Samon Kawamura Translations Review

Album. Released 2007.  

BBC Review

It’s simply an elegantly crafted example of its genre; cool and intelligent...

Louis Pattison 2007

No point in trying to understand Samon Kawamura from his nationality: half Japanese, half German, born in Berlin but raised in Tokyo, he’s your classic rootless kid – the sort that’s defined more by where he’s at than where he’s from. And where he’s at is hip-hop – soporific, jazzy instrumental hip hop that’s initially reminiscent of the Mo Wax catalogue, particularly the blunted beats of his countryman DJ Krush, but with occasional flashes of vision that hints at musical horizons that lay somewhere beyond your typical smoker’s choice fare.

While this is, unmistakably, an album of turntablism, Kawamura’s something more than a simple record-splicer. His starting point isn’t wax, but the piano, a conceit that gives Translations a strong and constant melodic undercurrent.

"All About You" lopes along with a distinct G-Funk feel, all flattened-out jeep beets and shimmering synths, and while as with all of Translations there’s no MC, chopped-up vocals simmer deep in the mix, mostly echoed out or obscured to the point of incoherence, but sometimes floating to the surface.

There’s more live instrumentation, too: Roberto Di Gioia adds subtle curls of live bass and keyboard that supply occasional, unexpected motion, while ‘'Destination Blue'’ is carried along on vocals from the album’s sole guest, Fumie from Berlin-based electronica duo Fleckfumie, as well as a minimal flute line that streaks free from Kawamura’s gentle piano trills.
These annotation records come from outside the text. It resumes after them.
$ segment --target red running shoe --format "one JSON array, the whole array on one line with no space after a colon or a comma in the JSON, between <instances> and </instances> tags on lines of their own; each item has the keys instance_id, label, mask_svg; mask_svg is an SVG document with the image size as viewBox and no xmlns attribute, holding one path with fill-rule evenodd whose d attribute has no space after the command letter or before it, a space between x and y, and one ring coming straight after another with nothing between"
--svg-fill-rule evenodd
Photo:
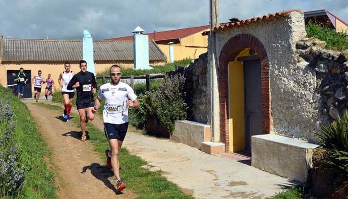
<instances>
[{"instance_id":1,"label":"red running shoe","mask_svg":"<svg viewBox=\"0 0 348 199\"><path fill-rule=\"evenodd\" d=\"M105 151L105 155L106 156L106 165L110 168L112 168L111 164L111 158L109 157L109 150L106 149Z\"/></svg>"},{"instance_id":2,"label":"red running shoe","mask_svg":"<svg viewBox=\"0 0 348 199\"><path fill-rule=\"evenodd\" d=\"M119 182L117 183L117 190L119 191L121 191L123 189L126 188L126 183L121 180L120 180Z\"/></svg>"}]
</instances>

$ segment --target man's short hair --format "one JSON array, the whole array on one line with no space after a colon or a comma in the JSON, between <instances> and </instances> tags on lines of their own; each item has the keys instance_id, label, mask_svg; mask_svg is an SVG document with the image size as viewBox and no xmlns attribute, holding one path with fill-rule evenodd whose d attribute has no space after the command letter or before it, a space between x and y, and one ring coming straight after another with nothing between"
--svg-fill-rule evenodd
<instances>
[{"instance_id":1,"label":"man's short hair","mask_svg":"<svg viewBox=\"0 0 348 199\"><path fill-rule=\"evenodd\" d=\"M121 67L120 67L120 65L117 65L117 64L113 64L113 65L111 65L111 67L110 67L110 70L109 70L110 73L111 73L111 69L112 69L113 68L120 68L120 69L121 69Z\"/></svg>"},{"instance_id":2,"label":"man's short hair","mask_svg":"<svg viewBox=\"0 0 348 199\"><path fill-rule=\"evenodd\" d=\"M80 61L80 63L79 63L80 67L81 66L81 63L86 63L86 64L87 64L87 61L85 61L84 60L81 60L81 61Z\"/></svg>"}]
</instances>

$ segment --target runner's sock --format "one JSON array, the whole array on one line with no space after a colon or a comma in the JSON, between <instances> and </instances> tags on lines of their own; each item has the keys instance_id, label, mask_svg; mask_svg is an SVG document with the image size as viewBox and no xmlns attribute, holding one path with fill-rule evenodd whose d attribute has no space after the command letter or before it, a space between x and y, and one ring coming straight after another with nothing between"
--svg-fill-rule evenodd
<instances>
[{"instance_id":1,"label":"runner's sock","mask_svg":"<svg viewBox=\"0 0 348 199\"><path fill-rule=\"evenodd\" d=\"M67 114L70 115L70 111L71 111L71 106L68 105L67 106Z\"/></svg>"}]
</instances>

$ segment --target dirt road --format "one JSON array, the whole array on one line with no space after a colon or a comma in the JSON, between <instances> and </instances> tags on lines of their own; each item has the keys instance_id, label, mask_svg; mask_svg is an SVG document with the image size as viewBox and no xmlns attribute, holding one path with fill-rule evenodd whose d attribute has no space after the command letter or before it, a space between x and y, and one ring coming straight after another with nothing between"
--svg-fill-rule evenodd
<instances>
[{"instance_id":1,"label":"dirt road","mask_svg":"<svg viewBox=\"0 0 348 199\"><path fill-rule=\"evenodd\" d=\"M50 167L61 198L134 198L126 189L118 192L111 170L88 142L81 143L81 130L63 121L61 111L26 102L31 115L52 152Z\"/></svg>"}]
</instances>

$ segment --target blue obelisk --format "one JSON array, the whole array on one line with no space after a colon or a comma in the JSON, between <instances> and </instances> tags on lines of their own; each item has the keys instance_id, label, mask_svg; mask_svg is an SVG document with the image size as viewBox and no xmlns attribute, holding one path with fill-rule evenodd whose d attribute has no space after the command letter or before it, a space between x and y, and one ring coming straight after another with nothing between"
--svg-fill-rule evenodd
<instances>
[{"instance_id":1,"label":"blue obelisk","mask_svg":"<svg viewBox=\"0 0 348 199\"><path fill-rule=\"evenodd\" d=\"M87 71L95 76L94 70L94 58L93 50L93 38L88 32L88 29L85 28L83 31L83 60L87 62Z\"/></svg>"}]
</instances>

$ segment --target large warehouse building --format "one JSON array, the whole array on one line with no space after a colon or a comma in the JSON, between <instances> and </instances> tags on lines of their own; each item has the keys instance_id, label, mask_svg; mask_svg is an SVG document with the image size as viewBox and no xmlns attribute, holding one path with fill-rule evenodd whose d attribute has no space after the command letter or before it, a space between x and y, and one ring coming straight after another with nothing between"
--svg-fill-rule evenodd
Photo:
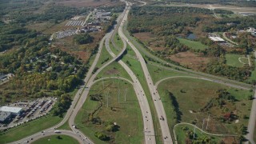
<instances>
[{"instance_id":1,"label":"large warehouse building","mask_svg":"<svg viewBox=\"0 0 256 144\"><path fill-rule=\"evenodd\" d=\"M2 106L2 107L0 108L0 111L10 112L13 115L18 115L22 111L22 108Z\"/></svg>"},{"instance_id":2,"label":"large warehouse building","mask_svg":"<svg viewBox=\"0 0 256 144\"><path fill-rule=\"evenodd\" d=\"M4 122L6 119L11 117L10 112L0 111L0 122Z\"/></svg>"}]
</instances>

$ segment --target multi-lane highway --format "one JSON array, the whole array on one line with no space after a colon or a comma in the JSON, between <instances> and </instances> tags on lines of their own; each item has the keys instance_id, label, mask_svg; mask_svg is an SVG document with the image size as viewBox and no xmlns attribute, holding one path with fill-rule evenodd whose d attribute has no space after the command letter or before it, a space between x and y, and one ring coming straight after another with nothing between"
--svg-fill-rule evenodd
<instances>
[{"instance_id":1,"label":"multi-lane highway","mask_svg":"<svg viewBox=\"0 0 256 144\"><path fill-rule=\"evenodd\" d=\"M127 6L130 6L128 2ZM130 7L127 7L127 11L126 14L123 17L123 19L122 21L122 23L123 23L125 21L127 20L127 15L129 13ZM118 26L118 33L122 32L122 23ZM111 34L114 34L114 31L111 32ZM122 35L120 36L123 43L124 46L126 47L126 38L122 37ZM115 58L115 54L111 51L110 48L110 37L107 38L105 42L105 46L107 50L107 51L110 54L110 55L113 58ZM155 135L154 135L154 124L153 124L153 119L152 119L152 114L150 109L149 103L147 102L146 97L145 95L144 90L140 83L140 82L138 80L136 75L134 74L134 72L123 62L122 60L118 61L118 63L126 70L131 79L134 82L134 88L135 90L136 96L138 100L139 106L141 107L142 117L143 117L143 124L144 124L144 138L145 138L145 142L146 143L155 143Z\"/></svg>"},{"instance_id":2,"label":"multi-lane highway","mask_svg":"<svg viewBox=\"0 0 256 144\"><path fill-rule=\"evenodd\" d=\"M85 101L88 96L90 88L96 82L99 81L99 80L95 81L95 78L97 77L97 74L99 72L101 72L105 67L106 67L111 62L113 62L114 61L118 61L118 62L126 70L126 71L129 74L129 75L130 76L130 78L132 79L132 82L130 82L127 79L125 79L125 80L127 80L129 82L133 84L134 89L136 93L137 98L139 102L139 106L140 106L142 114L143 116L143 118L142 118L143 124L144 124L143 133L144 133L144 138L145 138L145 143L156 143L152 114L151 114L151 111L150 109L150 106L149 106L147 98L145 95L144 90L143 90L140 82L138 81L138 78L134 74L134 72L125 64L125 62L123 62L122 60L118 59L124 54L124 52L126 49L126 42L130 46L132 50L135 52L136 56L141 63L141 66L142 66L142 70L144 73L144 76L146 80L146 83L149 87L149 90L150 90L151 98L154 102L154 105L155 110L157 111L157 115L158 117L158 121L159 121L161 130L162 130L162 142L164 143L173 143L171 135L170 135L170 128L169 128L168 123L167 123L166 112L164 110L162 101L160 99L160 96L157 91L157 86L158 86L158 82L157 82L156 85L154 85L154 82L152 81L152 78L150 77L150 74L149 73L149 70L147 69L146 64L144 61L142 55L138 51L138 47L136 47L130 41L129 41L128 38L123 33L122 26L123 26L123 24L125 23L125 22L127 21L127 16L128 16L129 10L130 10L130 6L131 6L131 3L128 2L126 2L126 10L118 18L118 24L115 28L115 30L118 30L118 34L124 43L124 46L123 46L122 50L120 51L120 53L118 55L115 55L111 51L111 50L110 48L110 39L111 37L113 38L114 34L115 34L114 32L114 30L112 30L111 32L106 34L104 36L104 38L102 38L102 40L101 41L100 45L99 45L98 52L97 53L95 59L94 59L93 64L91 65L91 66L86 74L86 78L84 79L85 84L83 86L82 86L81 88L78 90L78 93L76 94L76 95L72 102L70 108L67 111L63 120L60 123L58 123L58 125L56 125L53 127L50 127L49 129L44 130L43 130L44 134L42 134L42 132L38 132L38 133L36 133L31 136L29 136L27 138L25 138L22 140L19 140L19 141L12 142L12 143L24 143L24 142L26 142L27 141L30 141L30 142L31 141L34 141L34 140L41 138L42 137L46 137L46 136L52 135L52 134L56 134L54 133L55 129L61 126L62 125L63 125L67 120L69 120L68 123L69 123L69 126L70 126L70 128L72 129L72 131L60 130L61 134L66 134L66 135L69 135L69 136L71 136L71 137L76 138L79 142L79 143L93 143L93 142L91 142L91 140L90 140L89 138L87 138L80 130L77 130L76 128L74 128L72 126L74 124L74 118L75 118L77 114L78 113L79 110L82 108L83 103L85 102ZM144 3L144 4L146 4L146 3ZM97 64L97 62L99 59L99 57L101 55L101 51L103 47L104 42L105 42L106 48L107 51L113 57L113 58L110 61L107 62L106 64L104 64L102 67L100 67L94 74L93 74L93 70L94 70L96 64ZM255 52L255 55L256 55L256 52ZM162 60L159 60L159 61L161 62ZM162 61L161 62L165 63L166 62ZM171 69L171 68L170 68L170 69ZM183 68L181 68L181 69L183 70ZM178 70L178 71L180 71L180 70ZM182 71L182 72L188 73L188 72L191 72L191 71L186 70L186 72L185 71ZM192 74L198 74L198 73L194 73L194 71L193 71ZM208 74L206 75L205 74L201 74L201 73L199 73L199 74L201 75L200 78L202 78L202 79L206 79L206 78L204 76L207 76L207 77L209 76ZM222 80L219 80L218 78L217 78L217 80L216 80L216 79L214 79L214 78L215 78L215 76L212 76L210 78L206 78L206 80L210 80L210 81L213 81L213 82L217 81L219 83L224 83L226 85L230 85L232 86L237 86L237 87L240 86L242 88L246 88L246 89L251 88L250 86L248 86L248 85L237 86L236 84L239 85L240 83L236 83L234 82L232 82L231 83L229 83L228 82L229 81L223 82ZM104 78L102 78L102 79L104 79ZM85 87L88 87L88 88L85 89ZM256 93L255 93L254 97L256 98ZM249 123L249 126L248 126L249 127L248 130L250 133L246 137L250 140L250 142L252 143L254 143L253 132L254 132L254 124L255 124L254 122L255 122L255 118L256 118L255 110L256 110L256 102L254 100L253 107L252 107L252 113L250 115L250 123ZM251 126L251 127L250 127L250 126ZM33 140L31 140L31 138Z\"/></svg>"}]
</instances>

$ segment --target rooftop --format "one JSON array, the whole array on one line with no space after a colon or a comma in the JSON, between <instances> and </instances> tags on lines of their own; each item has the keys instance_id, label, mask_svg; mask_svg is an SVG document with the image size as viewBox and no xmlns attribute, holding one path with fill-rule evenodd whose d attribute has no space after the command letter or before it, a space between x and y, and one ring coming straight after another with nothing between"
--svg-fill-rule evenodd
<instances>
[{"instance_id":1,"label":"rooftop","mask_svg":"<svg viewBox=\"0 0 256 144\"><path fill-rule=\"evenodd\" d=\"M214 42L224 42L225 40L219 37L209 37Z\"/></svg>"},{"instance_id":2,"label":"rooftop","mask_svg":"<svg viewBox=\"0 0 256 144\"><path fill-rule=\"evenodd\" d=\"M0 111L0 122L4 122L11 115L11 113L6 111Z\"/></svg>"},{"instance_id":3,"label":"rooftop","mask_svg":"<svg viewBox=\"0 0 256 144\"><path fill-rule=\"evenodd\" d=\"M2 106L0 108L0 111L6 111L10 113L18 113L22 110L20 107L10 107L10 106Z\"/></svg>"}]
</instances>

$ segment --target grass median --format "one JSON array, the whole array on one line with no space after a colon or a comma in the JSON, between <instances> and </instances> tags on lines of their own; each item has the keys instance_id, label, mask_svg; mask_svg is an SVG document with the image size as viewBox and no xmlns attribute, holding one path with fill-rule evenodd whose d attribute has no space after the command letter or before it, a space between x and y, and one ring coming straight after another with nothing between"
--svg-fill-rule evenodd
<instances>
[{"instance_id":1,"label":"grass median","mask_svg":"<svg viewBox=\"0 0 256 144\"><path fill-rule=\"evenodd\" d=\"M34 142L33 144L78 144L79 142L72 137L67 135L52 135L40 138Z\"/></svg>"},{"instance_id":2,"label":"grass median","mask_svg":"<svg viewBox=\"0 0 256 144\"><path fill-rule=\"evenodd\" d=\"M38 119L25 123L17 127L0 133L0 143L18 141L25 137L34 134L61 122L62 118L49 114Z\"/></svg>"},{"instance_id":3,"label":"grass median","mask_svg":"<svg viewBox=\"0 0 256 144\"><path fill-rule=\"evenodd\" d=\"M78 129L95 143L142 143L142 115L132 85L106 79L92 86L89 95L75 118ZM109 129L114 123L116 129ZM105 141L96 132L106 134Z\"/></svg>"},{"instance_id":4,"label":"grass median","mask_svg":"<svg viewBox=\"0 0 256 144\"><path fill-rule=\"evenodd\" d=\"M145 94L146 96L147 101L149 102L152 119L154 122L154 128L155 133L155 138L157 143L162 143L162 132L160 130L160 124L158 122L158 118L157 115L156 110L154 108L154 102L151 98L151 94L150 93L149 87L147 86L147 82L146 78L144 76L143 70L142 68L140 62L136 58L135 53L132 50L130 46L127 45L127 54L126 54L122 59L124 62L133 70L138 81L141 82L141 85L145 91Z\"/></svg>"}]
</instances>

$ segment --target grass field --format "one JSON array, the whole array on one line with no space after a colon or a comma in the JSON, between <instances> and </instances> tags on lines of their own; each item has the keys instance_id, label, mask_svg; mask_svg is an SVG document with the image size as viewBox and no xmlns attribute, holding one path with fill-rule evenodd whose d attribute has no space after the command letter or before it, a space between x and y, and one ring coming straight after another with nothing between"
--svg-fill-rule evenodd
<instances>
[{"instance_id":1,"label":"grass field","mask_svg":"<svg viewBox=\"0 0 256 144\"><path fill-rule=\"evenodd\" d=\"M178 41L193 50L205 50L208 47L206 45L204 45L200 42L190 41L185 38L178 38Z\"/></svg>"},{"instance_id":2,"label":"grass field","mask_svg":"<svg viewBox=\"0 0 256 144\"><path fill-rule=\"evenodd\" d=\"M0 143L10 142L47 129L58 123L62 118L48 115L32 121L6 132L0 133Z\"/></svg>"},{"instance_id":3,"label":"grass field","mask_svg":"<svg viewBox=\"0 0 256 144\"><path fill-rule=\"evenodd\" d=\"M239 58L243 57L242 55L239 54L226 54L225 58L226 61L226 64L231 66L235 66L235 67L242 67L243 64L241 63L238 60Z\"/></svg>"},{"instance_id":4,"label":"grass field","mask_svg":"<svg viewBox=\"0 0 256 144\"><path fill-rule=\"evenodd\" d=\"M106 77L122 77L131 80L128 73L117 62L113 62L105 67L98 75L96 79Z\"/></svg>"},{"instance_id":5,"label":"grass field","mask_svg":"<svg viewBox=\"0 0 256 144\"><path fill-rule=\"evenodd\" d=\"M118 46L120 50L122 50L123 46L123 42L118 34L114 34L114 42L116 46Z\"/></svg>"},{"instance_id":6,"label":"grass field","mask_svg":"<svg viewBox=\"0 0 256 144\"><path fill-rule=\"evenodd\" d=\"M172 76L186 75L186 74L178 73L175 71L168 70L162 68L162 67L158 67L155 65L162 66L162 65L157 64L157 63L154 63L154 65L152 65L152 64L147 65L147 68L150 71L150 76L152 78L154 83L155 83L158 81L159 81L162 78L165 78L172 77Z\"/></svg>"},{"instance_id":7,"label":"grass field","mask_svg":"<svg viewBox=\"0 0 256 144\"><path fill-rule=\"evenodd\" d=\"M106 63L108 61L112 59L111 55L107 52L105 45L102 47L101 55L98 58L98 63L96 64L96 67L101 67L105 63Z\"/></svg>"},{"instance_id":8,"label":"grass field","mask_svg":"<svg viewBox=\"0 0 256 144\"><path fill-rule=\"evenodd\" d=\"M118 103L118 93L120 103ZM128 135L130 135L130 143L142 143L142 116L133 86L122 80L108 79L97 82L91 87L90 94L96 94L102 95L102 106L94 114L94 118L98 117L102 124L96 125L88 121L89 114L100 106L98 101L93 101L88 98L75 118L77 127L95 143L106 142L94 136L96 131L102 131L111 136L113 138L108 142L128 143ZM108 107L106 94L108 94ZM125 96L126 96L126 101ZM108 122L117 122L120 126L119 130L112 133L106 130L105 126Z\"/></svg>"},{"instance_id":9,"label":"grass field","mask_svg":"<svg viewBox=\"0 0 256 144\"><path fill-rule=\"evenodd\" d=\"M179 144L186 143L185 142L186 139L186 131L182 130L185 127L188 128L186 131L192 130L194 132L194 127L190 125L184 124L184 125L178 125L175 126L174 130L177 135L178 143ZM210 138L211 142L216 142L216 143L218 143L221 140L221 138L219 137L214 137L214 136L210 136L210 135L205 134L204 133L202 133L202 131L198 129L195 129L194 132L195 132L195 139L201 139L201 138L208 137L208 138Z\"/></svg>"},{"instance_id":10,"label":"grass field","mask_svg":"<svg viewBox=\"0 0 256 144\"><path fill-rule=\"evenodd\" d=\"M59 137L58 137L59 136ZM73 138L72 137L67 135L52 135L49 137L45 137L43 138L38 139L34 142L33 144L78 144L79 142Z\"/></svg>"},{"instance_id":11,"label":"grass field","mask_svg":"<svg viewBox=\"0 0 256 144\"><path fill-rule=\"evenodd\" d=\"M231 95L235 97L236 101L234 103L227 102L223 109L213 106L208 111L201 112L200 109L203 108L211 98L216 98L216 91L220 89L226 89ZM243 116L250 116L251 101L247 100L247 98L252 93L249 90L236 90L208 81L186 78L164 81L160 83L158 90L163 102L170 127L173 127L175 124L175 113L172 110L173 104L167 91L171 92L176 98L178 107L182 114L181 122L191 123L196 120L196 125L202 127L202 119L207 118L210 114L208 132L214 134L238 134L238 127L241 125L247 126L248 119L244 119ZM194 112L190 113L190 110ZM217 120L217 118L230 111L234 112L239 117L238 123L234 122L221 123ZM206 122L204 124L206 127Z\"/></svg>"}]
</instances>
If there’s a problem to Translations, it’s that Kawamura doesn’t often pick up the pace enough; "Astral", a tribute to Pharoah Sanders is no dark-hop stormer on the level of DJ Shadow’s "Stem", but its use of blasted brass and hectic, free-sounding percussion stands out as a definitely peak in this album’s rolling fabric. A few more robust, dynamic tracks would lift Translations into something quite special. As it is, it’s simply an elegantly crafted example of its genre; cool and intelligent, if never rarely capital-letter enough to transcend its role as good background music.